The holidays are indisputably the busiest season for airlines. Not even summer jaunts across the country or between continents can stack up against the millions of folks who take to the air during late November and December. According to national travel company AAA, some 103 million Americans were expected to fly for just Christmas and New Year’s celebrations last winter. That’s why travel expert Andrew M. Berke is here to shed some light on ways to make your time at the terminal less of a headache. Given his experience in the industry, these sage words of advice are bound to provide for a bit more holiday cheer and less headaches and hiccups.
– Timing is Everything: Citing research done by Forbes magazine, Andrew M. Berke says that you should acquire tickets for a Christmas flight in October. If we extend that two-plus month cushion to those who’ll be flying for Thanksgiving, start giving it serious consideration in early September, he says. In fact, Forbes states that the price for plane tickets can jump as much as $7 per day during the two weeks before Christmas. Business Insider, an international news website, notes in a November 2017 article that an early flight out for Thanksgiving is one of the best ways to avoid delays. However, it’s understood that taking the entire week off for the sake of a stress-free flight isn’t possible for everyone. In that case, Business Insider states last-minute travelers who depart on the actual holiday will see the least amount of delays.
– Terminal Reality: Those who’ve flown at least once can likely understand why and how an airport terminal could become a place of massive stress. In order to steer clear of this during the holiday season, Andrew M. Berke says that recent changes to the Transportation Security Administration (TSA) inspection process probably could have been rolled out at a different time. Still, The Sacramento Bee notes that 93 passengers missed their flights on one day at the Sacramento International Airport due to the length of time it took to go through the check-in process. Andrew M. Berke can’t stress this enough: Get to the airport two hours early. You’ll be thankful for the excess downtime later if everything else goes according to plan.
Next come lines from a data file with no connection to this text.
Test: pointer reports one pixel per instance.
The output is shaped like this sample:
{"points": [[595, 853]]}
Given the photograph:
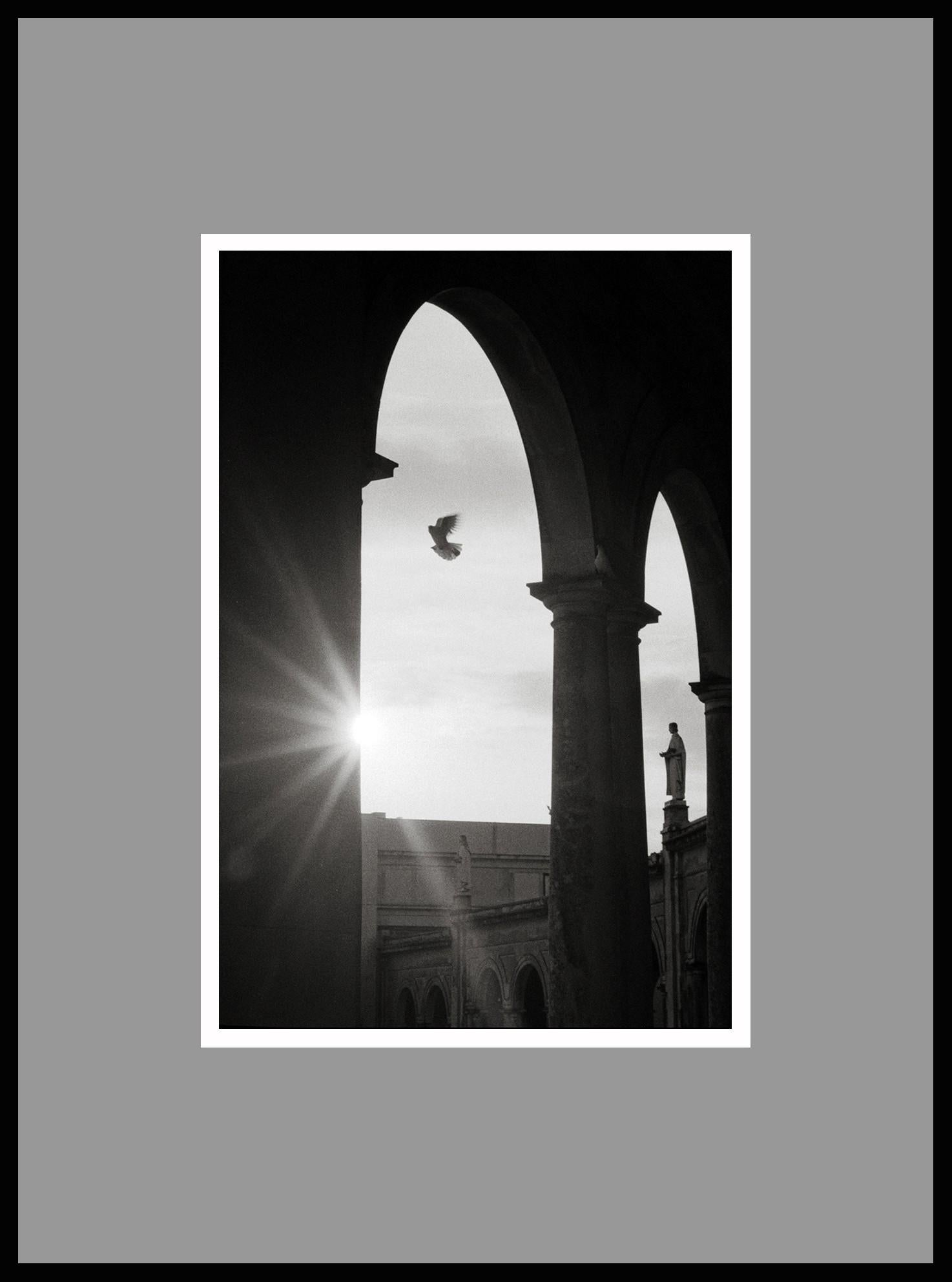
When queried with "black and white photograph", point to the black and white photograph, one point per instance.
{"points": [[476, 665], [476, 518]]}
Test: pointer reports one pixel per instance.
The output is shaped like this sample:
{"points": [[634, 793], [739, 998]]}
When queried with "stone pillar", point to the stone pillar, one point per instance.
{"points": [[592, 878], [626, 618], [676, 818], [459, 917], [715, 695]]}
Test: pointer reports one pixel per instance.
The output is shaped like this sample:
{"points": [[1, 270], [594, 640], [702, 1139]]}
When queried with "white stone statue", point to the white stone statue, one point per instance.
{"points": [[676, 760], [466, 873]]}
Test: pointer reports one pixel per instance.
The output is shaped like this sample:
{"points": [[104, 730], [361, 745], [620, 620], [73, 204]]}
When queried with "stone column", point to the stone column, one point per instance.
{"points": [[626, 618], [588, 891], [459, 917], [715, 695]]}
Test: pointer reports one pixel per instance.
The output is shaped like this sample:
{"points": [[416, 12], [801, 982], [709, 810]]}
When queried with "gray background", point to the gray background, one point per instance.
{"points": [[138, 135]]}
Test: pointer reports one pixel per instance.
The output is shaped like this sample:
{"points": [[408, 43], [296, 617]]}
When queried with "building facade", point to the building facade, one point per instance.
{"points": [[442, 953]]}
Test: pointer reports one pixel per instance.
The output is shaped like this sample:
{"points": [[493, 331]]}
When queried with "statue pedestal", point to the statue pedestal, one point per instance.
{"points": [[676, 816]]}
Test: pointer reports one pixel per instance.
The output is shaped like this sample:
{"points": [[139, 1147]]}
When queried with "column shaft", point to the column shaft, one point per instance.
{"points": [[716, 700]]}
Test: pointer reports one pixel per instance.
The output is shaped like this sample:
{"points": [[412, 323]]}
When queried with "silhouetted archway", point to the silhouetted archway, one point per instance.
{"points": [[435, 1015], [531, 999], [490, 1000], [406, 1011]]}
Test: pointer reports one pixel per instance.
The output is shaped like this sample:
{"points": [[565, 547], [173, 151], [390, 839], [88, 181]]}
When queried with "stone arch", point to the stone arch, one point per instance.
{"points": [[540, 407], [436, 1007], [659, 998], [531, 994], [405, 1009], [488, 998], [681, 471]]}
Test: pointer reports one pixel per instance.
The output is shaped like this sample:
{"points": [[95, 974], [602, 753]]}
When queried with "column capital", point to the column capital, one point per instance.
{"points": [[714, 692], [595, 597]]}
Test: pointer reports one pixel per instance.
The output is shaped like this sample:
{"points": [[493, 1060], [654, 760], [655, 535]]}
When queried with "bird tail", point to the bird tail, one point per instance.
{"points": [[450, 553]]}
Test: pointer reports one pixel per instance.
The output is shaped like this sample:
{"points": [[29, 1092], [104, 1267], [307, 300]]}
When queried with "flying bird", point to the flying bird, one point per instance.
{"points": [[439, 533]]}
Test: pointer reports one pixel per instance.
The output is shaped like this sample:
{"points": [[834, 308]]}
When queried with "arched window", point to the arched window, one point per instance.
{"points": [[435, 1015], [455, 654], [531, 999], [490, 1000], [406, 1011]]}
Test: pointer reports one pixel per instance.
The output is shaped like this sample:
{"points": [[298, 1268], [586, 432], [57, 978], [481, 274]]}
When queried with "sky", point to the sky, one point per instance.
{"points": [[457, 657]]}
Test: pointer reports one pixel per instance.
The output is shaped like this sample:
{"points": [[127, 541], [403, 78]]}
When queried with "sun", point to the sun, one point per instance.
{"points": [[366, 730]]}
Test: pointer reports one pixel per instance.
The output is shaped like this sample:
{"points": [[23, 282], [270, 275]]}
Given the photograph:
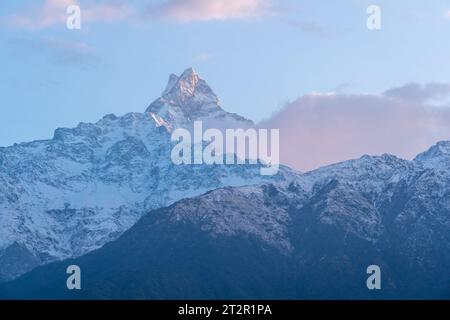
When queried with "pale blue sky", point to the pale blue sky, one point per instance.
{"points": [[255, 61]]}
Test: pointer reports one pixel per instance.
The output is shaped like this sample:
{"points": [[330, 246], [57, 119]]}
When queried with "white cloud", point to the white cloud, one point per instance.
{"points": [[320, 129], [204, 10], [53, 12], [67, 53]]}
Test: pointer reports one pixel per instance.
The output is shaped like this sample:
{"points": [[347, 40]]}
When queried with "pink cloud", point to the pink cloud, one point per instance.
{"points": [[203, 10], [53, 12], [320, 129]]}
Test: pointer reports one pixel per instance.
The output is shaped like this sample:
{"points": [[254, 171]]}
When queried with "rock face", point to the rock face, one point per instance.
{"points": [[63, 197], [308, 236]]}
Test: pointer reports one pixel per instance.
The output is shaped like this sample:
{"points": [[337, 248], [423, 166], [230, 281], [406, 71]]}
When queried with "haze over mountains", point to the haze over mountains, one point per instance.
{"points": [[193, 232]]}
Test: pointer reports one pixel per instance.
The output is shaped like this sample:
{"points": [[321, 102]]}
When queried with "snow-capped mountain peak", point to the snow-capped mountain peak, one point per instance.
{"points": [[188, 98], [437, 157]]}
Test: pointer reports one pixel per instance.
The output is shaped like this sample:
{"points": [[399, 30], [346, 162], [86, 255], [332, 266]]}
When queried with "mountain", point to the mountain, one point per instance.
{"points": [[64, 197], [310, 236]]}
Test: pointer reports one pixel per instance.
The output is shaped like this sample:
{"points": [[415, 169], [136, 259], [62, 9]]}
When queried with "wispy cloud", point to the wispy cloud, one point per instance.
{"points": [[320, 129], [53, 12], [202, 57], [205, 10], [310, 27], [67, 53]]}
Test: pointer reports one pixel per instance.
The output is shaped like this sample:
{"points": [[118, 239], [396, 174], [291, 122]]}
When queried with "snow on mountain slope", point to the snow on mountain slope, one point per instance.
{"points": [[69, 195], [309, 237]]}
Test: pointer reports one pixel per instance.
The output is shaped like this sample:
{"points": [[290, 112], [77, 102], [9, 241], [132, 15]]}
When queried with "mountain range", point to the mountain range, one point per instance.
{"points": [[107, 198]]}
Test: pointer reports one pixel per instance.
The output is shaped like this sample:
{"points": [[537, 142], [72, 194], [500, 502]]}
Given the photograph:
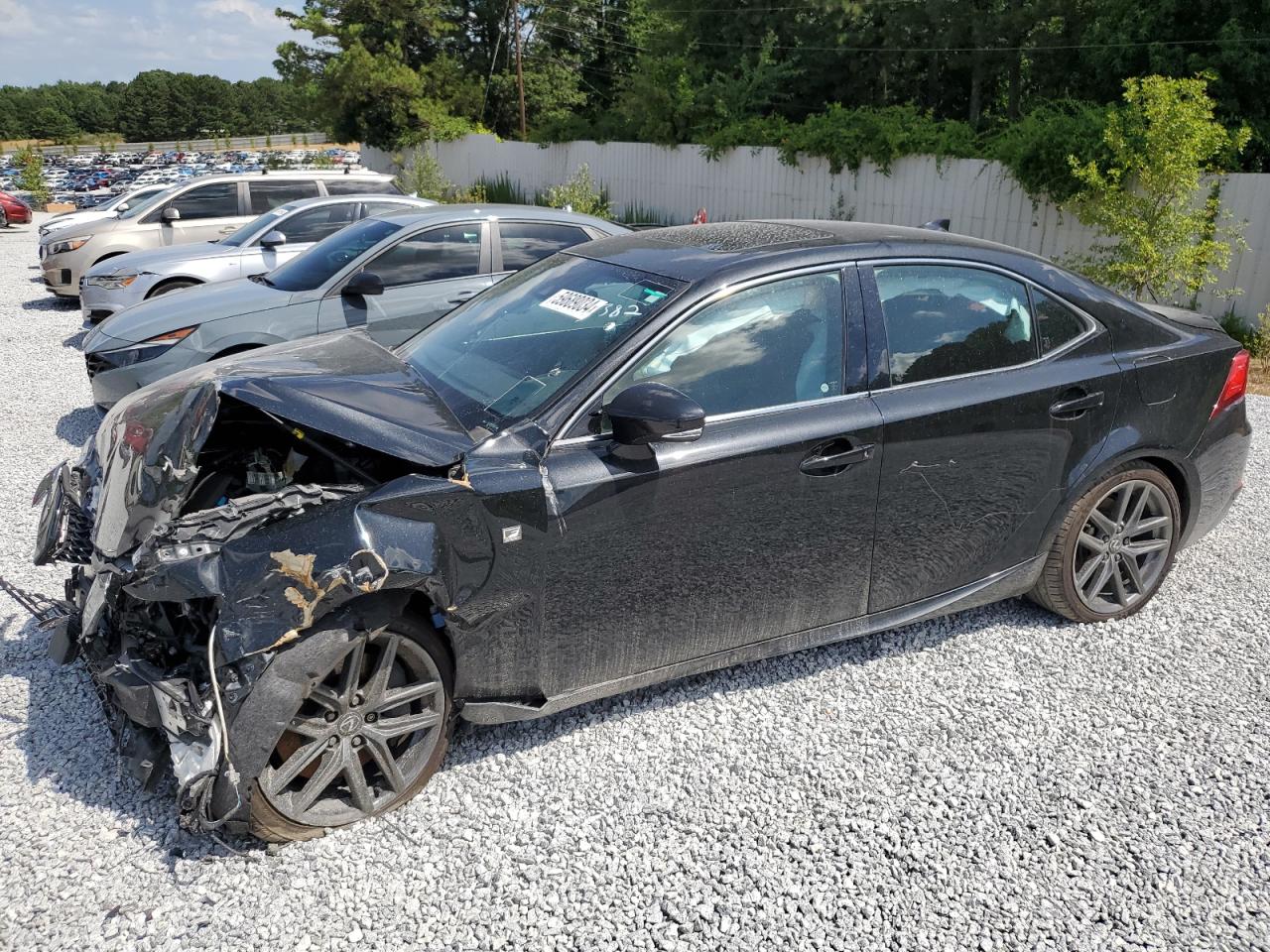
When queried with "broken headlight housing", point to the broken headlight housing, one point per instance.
{"points": [[146, 349]]}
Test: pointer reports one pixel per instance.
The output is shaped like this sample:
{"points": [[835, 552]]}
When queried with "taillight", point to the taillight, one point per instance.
{"points": [[1236, 382]]}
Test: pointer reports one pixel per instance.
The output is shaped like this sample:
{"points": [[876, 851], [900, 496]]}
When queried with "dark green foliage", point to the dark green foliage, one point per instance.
{"points": [[502, 189], [155, 105]]}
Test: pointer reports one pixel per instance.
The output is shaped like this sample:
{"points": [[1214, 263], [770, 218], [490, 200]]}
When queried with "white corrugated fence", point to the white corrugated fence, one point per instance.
{"points": [[980, 197]]}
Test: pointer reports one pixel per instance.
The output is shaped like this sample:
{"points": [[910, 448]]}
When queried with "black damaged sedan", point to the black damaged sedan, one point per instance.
{"points": [[647, 457]]}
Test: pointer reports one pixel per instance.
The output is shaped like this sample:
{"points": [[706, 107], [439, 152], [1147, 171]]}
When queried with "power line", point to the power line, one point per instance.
{"points": [[561, 33]]}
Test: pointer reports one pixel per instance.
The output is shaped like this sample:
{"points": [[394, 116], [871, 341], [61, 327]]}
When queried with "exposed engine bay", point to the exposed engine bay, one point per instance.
{"points": [[195, 557]]}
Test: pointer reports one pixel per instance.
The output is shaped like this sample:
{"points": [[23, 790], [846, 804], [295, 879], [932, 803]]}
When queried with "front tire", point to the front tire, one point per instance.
{"points": [[365, 740], [1114, 548]]}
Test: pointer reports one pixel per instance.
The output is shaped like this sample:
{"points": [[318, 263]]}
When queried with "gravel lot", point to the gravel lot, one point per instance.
{"points": [[991, 780]]}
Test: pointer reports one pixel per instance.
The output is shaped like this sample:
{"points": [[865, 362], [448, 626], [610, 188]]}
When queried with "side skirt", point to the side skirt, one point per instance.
{"points": [[1005, 584]]}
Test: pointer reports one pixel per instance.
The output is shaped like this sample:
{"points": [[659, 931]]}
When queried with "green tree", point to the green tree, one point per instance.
{"points": [[31, 176], [1160, 238]]}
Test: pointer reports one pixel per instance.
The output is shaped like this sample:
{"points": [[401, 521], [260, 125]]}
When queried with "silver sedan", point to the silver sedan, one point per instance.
{"points": [[259, 246], [389, 276]]}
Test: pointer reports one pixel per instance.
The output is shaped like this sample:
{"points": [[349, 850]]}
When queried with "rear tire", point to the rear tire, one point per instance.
{"points": [[362, 746], [1114, 548]]}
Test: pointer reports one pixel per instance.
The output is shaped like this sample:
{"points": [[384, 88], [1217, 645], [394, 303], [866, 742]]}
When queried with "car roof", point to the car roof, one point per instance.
{"points": [[525, 212], [697, 252], [357, 197]]}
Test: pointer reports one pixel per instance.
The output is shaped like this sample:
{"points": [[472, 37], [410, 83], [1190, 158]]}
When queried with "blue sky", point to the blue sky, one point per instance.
{"points": [[114, 40]]}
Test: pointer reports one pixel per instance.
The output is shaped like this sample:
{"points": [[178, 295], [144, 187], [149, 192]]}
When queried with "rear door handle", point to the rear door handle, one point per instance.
{"points": [[818, 463], [1076, 407]]}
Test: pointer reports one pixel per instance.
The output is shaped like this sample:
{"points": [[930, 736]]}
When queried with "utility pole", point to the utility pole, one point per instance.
{"points": [[520, 73]]}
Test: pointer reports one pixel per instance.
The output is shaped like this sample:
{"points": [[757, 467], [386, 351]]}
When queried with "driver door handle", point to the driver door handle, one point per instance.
{"points": [[820, 462], [1076, 405]]}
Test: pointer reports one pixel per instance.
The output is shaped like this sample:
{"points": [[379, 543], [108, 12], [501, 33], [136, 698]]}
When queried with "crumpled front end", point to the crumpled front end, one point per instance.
{"points": [[204, 537]]}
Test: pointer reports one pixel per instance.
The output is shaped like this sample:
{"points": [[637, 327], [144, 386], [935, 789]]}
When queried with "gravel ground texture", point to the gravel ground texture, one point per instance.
{"points": [[997, 779]]}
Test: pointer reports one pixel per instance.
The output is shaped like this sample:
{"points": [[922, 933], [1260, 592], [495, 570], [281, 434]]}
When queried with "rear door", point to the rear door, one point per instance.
{"points": [[994, 398], [426, 275], [760, 529]]}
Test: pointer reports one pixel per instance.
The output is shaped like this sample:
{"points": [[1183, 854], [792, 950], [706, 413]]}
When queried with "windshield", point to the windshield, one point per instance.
{"points": [[240, 236], [149, 202], [499, 358], [318, 264]]}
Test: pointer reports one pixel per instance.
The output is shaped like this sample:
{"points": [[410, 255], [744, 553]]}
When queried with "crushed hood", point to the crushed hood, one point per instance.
{"points": [[168, 312], [341, 385], [145, 259]]}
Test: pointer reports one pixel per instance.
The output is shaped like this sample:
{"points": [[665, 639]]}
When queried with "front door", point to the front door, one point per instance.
{"points": [[980, 429], [760, 529], [207, 213], [425, 276]]}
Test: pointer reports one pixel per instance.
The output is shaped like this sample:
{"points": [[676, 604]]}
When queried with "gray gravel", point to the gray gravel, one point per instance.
{"points": [[992, 780]]}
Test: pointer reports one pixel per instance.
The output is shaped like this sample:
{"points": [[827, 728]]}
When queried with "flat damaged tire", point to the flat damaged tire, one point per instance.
{"points": [[366, 739], [1114, 548]]}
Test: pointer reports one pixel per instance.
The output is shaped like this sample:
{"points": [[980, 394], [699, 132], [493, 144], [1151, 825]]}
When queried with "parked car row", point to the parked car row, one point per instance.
{"points": [[199, 209], [511, 460], [87, 180]]}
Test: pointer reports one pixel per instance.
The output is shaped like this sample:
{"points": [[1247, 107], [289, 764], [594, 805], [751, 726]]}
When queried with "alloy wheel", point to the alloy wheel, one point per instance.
{"points": [[362, 737], [1123, 547]]}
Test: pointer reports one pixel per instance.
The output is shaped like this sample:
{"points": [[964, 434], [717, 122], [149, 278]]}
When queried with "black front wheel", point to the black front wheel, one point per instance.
{"points": [[1114, 548], [366, 739]]}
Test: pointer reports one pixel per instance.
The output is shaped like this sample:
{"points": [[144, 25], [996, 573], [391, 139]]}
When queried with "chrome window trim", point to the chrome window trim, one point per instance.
{"points": [[721, 294], [725, 417], [1091, 325]]}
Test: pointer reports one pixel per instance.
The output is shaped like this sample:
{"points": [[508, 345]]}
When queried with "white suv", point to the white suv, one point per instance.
{"points": [[202, 208]]}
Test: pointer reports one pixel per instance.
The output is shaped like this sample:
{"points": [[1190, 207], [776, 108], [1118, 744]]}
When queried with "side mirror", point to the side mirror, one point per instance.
{"points": [[362, 285], [653, 413]]}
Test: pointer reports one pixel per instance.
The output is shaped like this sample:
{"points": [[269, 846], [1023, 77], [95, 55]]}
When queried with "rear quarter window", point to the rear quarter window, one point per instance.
{"points": [[361, 186]]}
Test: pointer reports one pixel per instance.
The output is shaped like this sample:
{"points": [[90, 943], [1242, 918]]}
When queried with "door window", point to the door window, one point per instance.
{"points": [[525, 243], [217, 199], [1056, 324], [361, 186], [317, 223], [770, 345], [388, 208], [449, 252], [943, 321], [271, 194]]}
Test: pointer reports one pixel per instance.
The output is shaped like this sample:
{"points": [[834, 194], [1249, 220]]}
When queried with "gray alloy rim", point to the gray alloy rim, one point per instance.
{"points": [[1123, 547], [361, 738]]}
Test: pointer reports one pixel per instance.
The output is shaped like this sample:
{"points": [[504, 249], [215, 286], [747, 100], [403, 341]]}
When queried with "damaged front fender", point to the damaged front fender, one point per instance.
{"points": [[275, 578]]}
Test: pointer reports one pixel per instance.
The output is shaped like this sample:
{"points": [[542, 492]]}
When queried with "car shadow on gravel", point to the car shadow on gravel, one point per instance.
{"points": [[67, 744], [474, 743], [76, 426], [68, 748], [51, 303]]}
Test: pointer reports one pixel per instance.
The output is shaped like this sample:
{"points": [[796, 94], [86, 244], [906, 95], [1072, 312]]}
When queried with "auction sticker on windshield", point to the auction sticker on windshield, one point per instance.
{"points": [[574, 303]]}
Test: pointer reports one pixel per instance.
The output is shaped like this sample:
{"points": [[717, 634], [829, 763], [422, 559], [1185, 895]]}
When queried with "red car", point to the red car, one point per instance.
{"points": [[13, 209]]}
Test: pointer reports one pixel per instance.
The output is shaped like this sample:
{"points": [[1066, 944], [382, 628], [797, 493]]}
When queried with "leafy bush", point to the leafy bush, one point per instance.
{"points": [[639, 213], [848, 137], [31, 177], [1157, 236], [422, 176], [502, 189], [580, 193]]}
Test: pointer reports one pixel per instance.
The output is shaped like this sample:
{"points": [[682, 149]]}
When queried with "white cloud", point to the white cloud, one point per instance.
{"points": [[254, 13], [18, 18]]}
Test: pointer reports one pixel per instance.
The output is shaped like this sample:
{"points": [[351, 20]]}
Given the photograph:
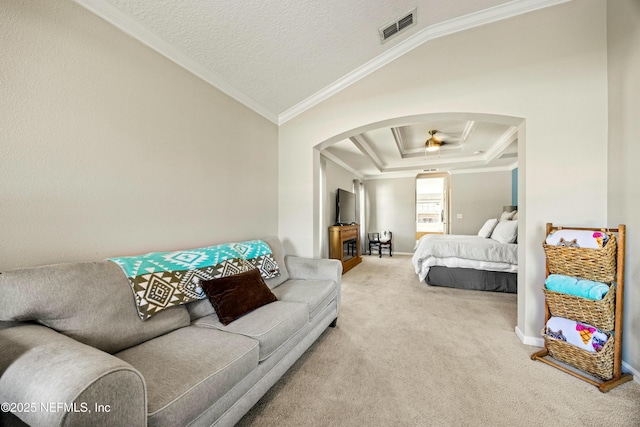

– Precipitation Complication: If you’re departing from airports along East Coast or in the Midwest, extreme cold, snow and other forms of inclement weather can dash plans. According to Frommer’s Travel Guides, leaving on some of the first flights of the day is a good way to beat delays that mount as the day goes on. This is because those planes will be prepped and ready to roll while later flights will be at the mercy of ground crews working hard to keep everything else on schedule.